大会長を務める筑波メディカルセンター病院副院長の志真泰夫氏

 第15回日本緩和医療学会学術大会が6月18日と19日の2日間、東京国際フォーラムで開催された。がん対策基本法の施行以降、大きく変わりつつある緩和医療の現状と今後の課題が議論された。大会長を務める筑波メディカルセンター病院副院長の志真泰夫氏(写真)に話を聞いた。


── まず、癌の緩和医療における最近のトレンドをお聞かせください。

志真 緩和ケアというと、イコール癌と考えられてしまうのが、今の日本の状況なんですね。もちろんこれは日本だけではなく、ヨーロッパでも、あるいはカナダ、アメリカなど北米でも、同じです。本来、緩和ケアは癌だけを対象にしてはいないのですが、まず癌の緩和ケアについてお話をしたいと思います。

 2007年に「がん対策基本法」が施行され、同じ年に「がん対策基本計画」が発表されました。この中で緩和ケアは非常に重要な位置づけをされておりまして、2つポイントがあります。

 1つは、従来、緩和ケアは癌の治療がもうできなくなった時期、終末期から提供しましょうという考え方で来ていたのですが、WHOなどの新しい考えを受けて、癌と診断されたときから、あるいは治療の早い時期から緩和ケアを提供するという様に、この4〜5年で考え方が明らかに変わりました。

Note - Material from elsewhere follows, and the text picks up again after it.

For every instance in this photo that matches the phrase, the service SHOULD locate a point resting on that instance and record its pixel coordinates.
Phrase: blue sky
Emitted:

 それからもう1つは、それを受けて、癌診療に当たる医師はだれもが、基本的な緩和ケアの知識、あるいは技術、態度を身につけている必要があるということが示され、それが政策となって、全国的に緩和ケア研修会が展開されています。そのことによって、緩和ケアというのは実は「専門的な緩和ケア」と「基本的な緩和ケア」の2つに分けられるんだということが、医師の間にも看護師さんの間にも少しずつ浸透し始めています。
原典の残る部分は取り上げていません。